I wrote a recent article the other day on how Google has decided NOT to use XML for a recent project they open sourced. I received a LOT of very opinionated responses to that post. Unfortunately every one was from a complete MORON.

Ok - I admit it - that last statement was flamebait. But I could not help myself - the comments were completely off the mark (up). Let me make it clear: I KNOW XML is not the best format for everything. For example - I would not try to serialize video with characters and tags. But I might ENCLOSE it.

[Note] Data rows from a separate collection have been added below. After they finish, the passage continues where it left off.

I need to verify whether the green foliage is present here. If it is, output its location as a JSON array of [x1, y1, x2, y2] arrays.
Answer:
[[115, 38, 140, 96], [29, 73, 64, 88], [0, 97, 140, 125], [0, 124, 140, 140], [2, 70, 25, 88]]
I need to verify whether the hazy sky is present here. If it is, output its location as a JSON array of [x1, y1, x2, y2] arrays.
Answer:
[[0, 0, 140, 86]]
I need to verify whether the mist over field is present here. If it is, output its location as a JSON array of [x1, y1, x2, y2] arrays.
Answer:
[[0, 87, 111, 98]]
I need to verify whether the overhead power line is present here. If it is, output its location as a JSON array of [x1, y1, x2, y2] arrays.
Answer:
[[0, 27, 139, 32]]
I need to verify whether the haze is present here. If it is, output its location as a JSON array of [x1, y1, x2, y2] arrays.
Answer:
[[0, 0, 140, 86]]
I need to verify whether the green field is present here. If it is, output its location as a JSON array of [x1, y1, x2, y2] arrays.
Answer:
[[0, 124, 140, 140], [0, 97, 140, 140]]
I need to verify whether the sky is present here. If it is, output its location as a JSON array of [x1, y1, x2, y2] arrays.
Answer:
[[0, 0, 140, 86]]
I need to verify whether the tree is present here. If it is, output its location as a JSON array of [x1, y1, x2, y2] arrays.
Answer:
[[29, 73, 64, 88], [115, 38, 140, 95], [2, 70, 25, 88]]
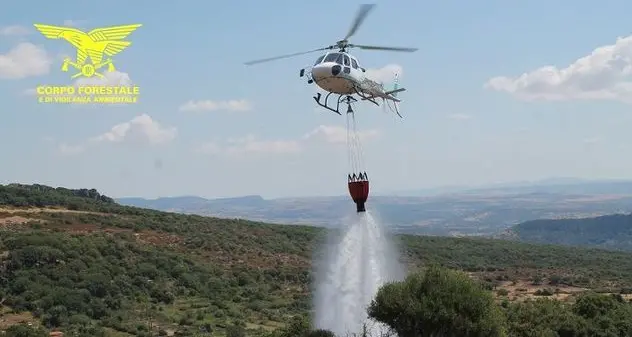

Did anyone actually L@@K at the the .proto format? They added CONTEXTUAL metadata to describe if data is required, optional, or enumerations. Noise to signal entropy INCREASES for edge cases as you ADD specific placement requirements. Here it is in simple terms: One commenter posted how you can encoding a single digit number in three bytes and using XML would take much more. He is correct - except for EXCEPTIONS. I can code a single digit number in ONE byte, but what happens when I want to represent a very long number? Another example: I know CSV files can contain more information for the same file size because they repeat the headers only once, but _ONLY_ for tabular data. XML is better BECAUSE it is more flexible.

Here is an example from Google:
message Person
{
required int32 id = 1;
required string name = 2;
optional string email = 3;
}

Am I the ONLY one here that saw this as a JSON construct? Take another look - the format actually has MORE delimiters than JSON. Why couldn’t they use a structured format that actually ALREADY has some libraries for it?

Forget all that. THE BIG issue? This is NOT the format that is going OVER THE WIRE! Google says that ALL over their documentation, although all of the comments come from people that seemed to miss that. What happens is that they take the proto file and COMPILE it to create a schema and then send the data. Does everyone here think XML automatically means the DOM or XSLT? I have some great tools (from Microsoft!) for taking XML documents, creating a schema, and serializing JUST the data with minimal metainfo that has the level of data density.

Let me summarize:
1) We ALL agree XML is not the best interchange for EVERYTHING
2) Google COULD have used XML if they wanted ( or JSON looks like a better fit)
3) Using an established format would NOT have effected the actual TRANSFER
4) I admit that Google knows their stuff and has probably analyzed this that XML for the TRANSFORMATION may have been too fat. HOWEVER - they optimized, and in so doing specifically limited expandability or at least reuse.
5) Building a library to do a SPECIFIC task well is OK, but the crux of my argument is IF they spent this time creating better XML or JSON libraries, then we ALL benefit in projects that do not use this protocol.

Ok- BEFORE you Google Bomb me into next year, I apologize for calling SOME posters names. If you wish to dissect my treatise, please review the actual spec and address my specific points above. C’mon - this isn’t slashdot - I welcome any REASONED argument.